Being one of two R experts at my current job I figured I should be familiar with package development. Frankly, I’ve been procrastinating on this topic since I started using R in 2007 – I was doing just fine with
source() and the section of the R manual on package development fell into the category of TL;DR.
What finally drove me to learn the esoteric details of R packaging were the following two events at work:
A coworker sent out an email announcing a new R analysis script which included a few algorithms I wrote and passed on. It was accompanied by documentation in a README.txt file and employed console menus and user dialogs to ease use. Otherwise, details of what the code was doing were left to code comments.
I read an email train between coworkers after being out of the office and disconnected for a day asking about the correct set of parameters to use in a function I wrote. Fortunately, they figured it out thanks to my excessive commenting habits.

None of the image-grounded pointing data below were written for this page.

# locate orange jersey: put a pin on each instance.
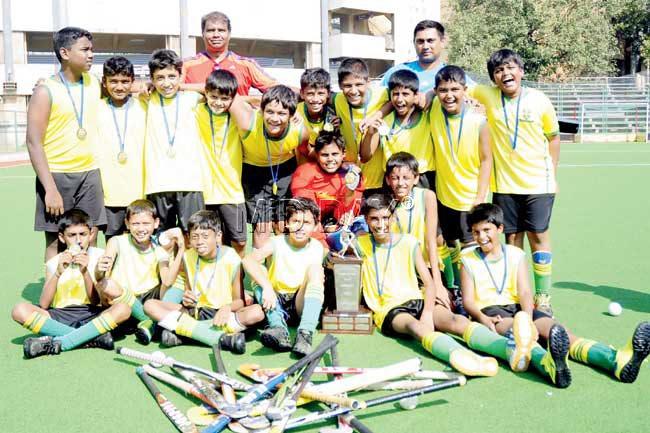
(246, 70)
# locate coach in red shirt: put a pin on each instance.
(215, 28)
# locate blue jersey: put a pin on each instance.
(427, 78)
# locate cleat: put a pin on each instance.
(235, 343)
(525, 335)
(104, 341)
(629, 359)
(471, 364)
(543, 303)
(555, 360)
(302, 346)
(38, 346)
(170, 339)
(144, 332)
(276, 339)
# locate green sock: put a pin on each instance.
(93, 329)
(593, 353)
(542, 269)
(41, 324)
(481, 338)
(311, 308)
(448, 270)
(199, 330)
(440, 345)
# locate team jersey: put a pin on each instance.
(246, 70)
(122, 180)
(350, 116)
(137, 270)
(222, 151)
(264, 151)
(183, 169)
(457, 162)
(64, 150)
(395, 275)
(70, 288)
(211, 280)
(414, 139)
(288, 265)
(526, 168)
(485, 291)
(410, 218)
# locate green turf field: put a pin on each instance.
(600, 236)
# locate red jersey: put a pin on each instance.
(246, 70)
(327, 190)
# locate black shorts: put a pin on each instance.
(75, 315)
(179, 205)
(510, 310)
(453, 224)
(261, 204)
(525, 212)
(233, 221)
(427, 180)
(79, 191)
(413, 307)
(115, 224)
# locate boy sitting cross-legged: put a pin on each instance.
(212, 305)
(68, 314)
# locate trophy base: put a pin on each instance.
(346, 322)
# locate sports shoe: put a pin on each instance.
(302, 345)
(38, 346)
(629, 359)
(235, 343)
(543, 303)
(169, 338)
(104, 341)
(144, 332)
(276, 338)
(471, 364)
(525, 336)
(555, 360)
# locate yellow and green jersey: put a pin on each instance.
(457, 161)
(222, 151)
(263, 151)
(410, 218)
(490, 285)
(177, 166)
(135, 269)
(70, 287)
(414, 139)
(122, 178)
(522, 160)
(212, 280)
(64, 150)
(388, 274)
(350, 116)
(288, 265)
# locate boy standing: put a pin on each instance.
(122, 121)
(174, 168)
(68, 315)
(526, 148)
(61, 136)
(495, 287)
(222, 150)
(291, 289)
(212, 304)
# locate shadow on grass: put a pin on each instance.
(629, 299)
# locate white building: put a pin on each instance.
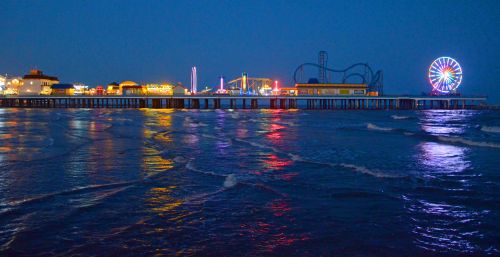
(12, 85)
(36, 83)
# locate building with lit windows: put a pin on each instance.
(37, 83)
(113, 89)
(13, 85)
(62, 89)
(81, 89)
(331, 89)
(160, 89)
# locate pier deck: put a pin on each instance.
(247, 102)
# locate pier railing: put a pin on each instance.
(247, 102)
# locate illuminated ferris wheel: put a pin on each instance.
(445, 75)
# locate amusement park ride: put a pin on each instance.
(445, 76)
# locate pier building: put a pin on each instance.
(37, 83)
(12, 85)
(62, 89)
(331, 89)
(113, 88)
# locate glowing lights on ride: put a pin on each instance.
(445, 75)
(194, 80)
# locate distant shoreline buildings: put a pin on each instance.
(38, 83)
(445, 75)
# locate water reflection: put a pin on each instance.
(445, 122)
(444, 227)
(440, 158)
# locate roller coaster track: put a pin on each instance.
(373, 80)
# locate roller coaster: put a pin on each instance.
(359, 71)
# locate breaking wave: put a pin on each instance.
(490, 129)
(468, 142)
(375, 127)
(365, 170)
(399, 117)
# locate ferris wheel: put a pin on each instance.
(445, 75)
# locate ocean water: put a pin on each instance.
(249, 183)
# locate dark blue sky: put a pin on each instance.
(100, 41)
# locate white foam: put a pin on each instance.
(295, 157)
(230, 181)
(258, 145)
(364, 170)
(399, 117)
(375, 127)
(468, 142)
(490, 129)
(190, 166)
(180, 159)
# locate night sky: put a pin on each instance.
(96, 42)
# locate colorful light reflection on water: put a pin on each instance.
(233, 183)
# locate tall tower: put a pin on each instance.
(194, 80)
(244, 85)
(322, 62)
(221, 83)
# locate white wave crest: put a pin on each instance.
(399, 117)
(180, 159)
(295, 157)
(490, 129)
(230, 181)
(375, 127)
(364, 170)
(468, 142)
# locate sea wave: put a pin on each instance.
(365, 170)
(375, 127)
(468, 142)
(490, 129)
(399, 117)
(17, 202)
(191, 167)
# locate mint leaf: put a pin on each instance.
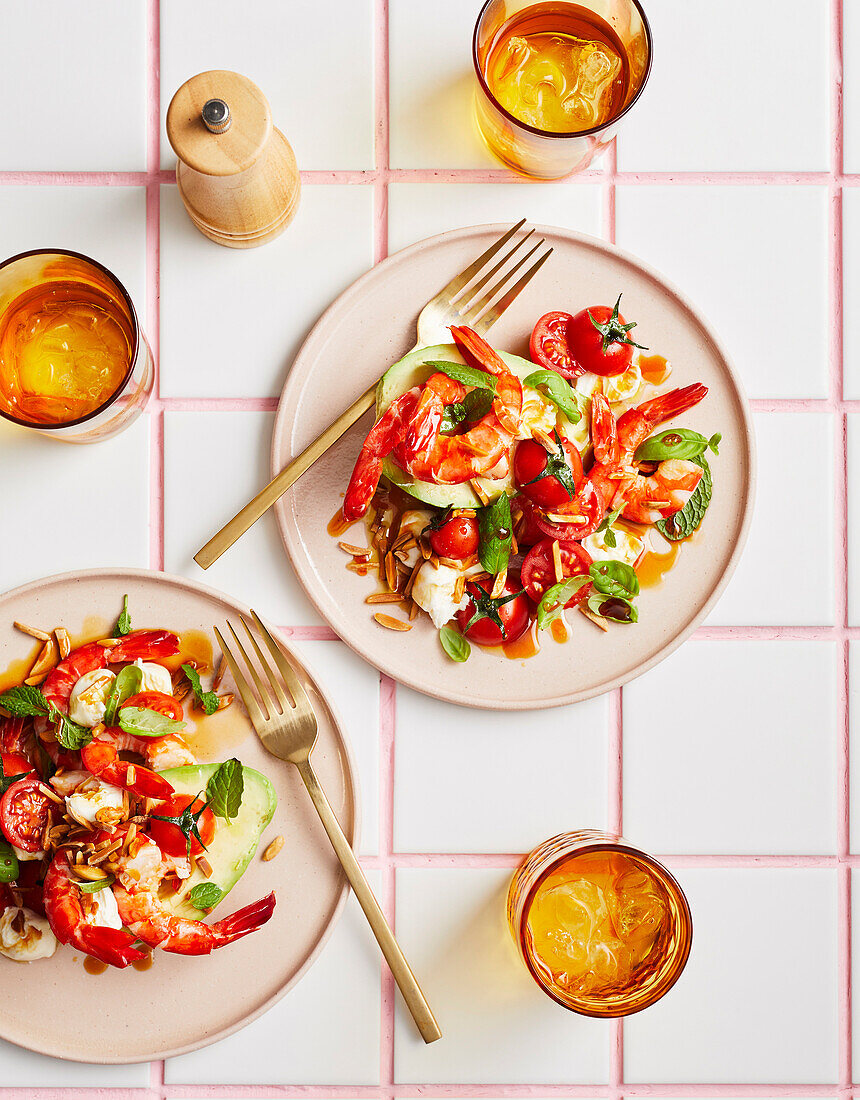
(123, 623)
(142, 722)
(223, 791)
(206, 895)
(454, 644)
(24, 702)
(207, 699)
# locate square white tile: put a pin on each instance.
(326, 1031)
(767, 589)
(315, 67)
(107, 223)
(420, 210)
(467, 807)
(739, 89)
(77, 80)
(498, 1026)
(58, 492)
(692, 233)
(353, 686)
(743, 759)
(738, 1013)
(205, 483)
(232, 319)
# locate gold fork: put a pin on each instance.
(286, 724)
(456, 304)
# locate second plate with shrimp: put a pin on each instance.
(401, 535)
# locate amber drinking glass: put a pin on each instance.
(554, 79)
(602, 926)
(74, 361)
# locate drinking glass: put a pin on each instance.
(57, 272)
(550, 154)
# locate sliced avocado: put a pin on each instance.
(412, 371)
(234, 843)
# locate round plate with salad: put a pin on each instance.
(530, 517)
(152, 853)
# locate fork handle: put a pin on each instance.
(208, 554)
(403, 972)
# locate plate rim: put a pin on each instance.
(352, 776)
(283, 426)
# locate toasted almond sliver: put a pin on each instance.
(392, 624)
(32, 630)
(273, 849)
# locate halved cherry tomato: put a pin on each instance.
(514, 614)
(169, 837)
(456, 539)
(157, 701)
(539, 571)
(549, 345)
(530, 459)
(24, 811)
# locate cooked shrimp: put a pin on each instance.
(140, 908)
(68, 921)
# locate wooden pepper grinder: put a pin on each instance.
(236, 172)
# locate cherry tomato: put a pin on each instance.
(24, 811)
(530, 459)
(549, 345)
(515, 615)
(169, 837)
(158, 702)
(586, 342)
(539, 570)
(458, 538)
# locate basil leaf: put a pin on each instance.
(615, 579)
(123, 623)
(207, 699)
(675, 443)
(466, 375)
(495, 530)
(454, 644)
(553, 600)
(8, 862)
(559, 391)
(128, 683)
(24, 702)
(142, 722)
(95, 887)
(223, 791)
(206, 895)
(682, 525)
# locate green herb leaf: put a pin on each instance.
(553, 600)
(466, 375)
(95, 887)
(206, 895)
(676, 443)
(223, 791)
(123, 623)
(615, 579)
(559, 391)
(24, 702)
(207, 699)
(474, 406)
(495, 530)
(128, 683)
(142, 722)
(454, 644)
(682, 525)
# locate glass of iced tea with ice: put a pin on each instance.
(603, 927)
(74, 361)
(554, 78)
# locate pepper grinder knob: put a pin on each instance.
(236, 173)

Lesson learned: I no longer write R code just for myself and using code comments as documentation just wasn’t cutting it anymore. I needed an efficient way to:
- distribute code
- provide documentation that uses the in-built help system
Unlike Matlab or Python, R does not have an effective way to provide simple documentation for code – functions, objects, etc. There is this post on StackOverflow, but I expect that such functionality should be built into the environment, not hacked on.
Long winded introduction over, I finally dove in. Thankfully, my entry wasn’t too rough. A couple months ago I read a couple posts submitted to R-bloggers regarding “easy” package development using
devtools, and RStudio (my R IDE of choice).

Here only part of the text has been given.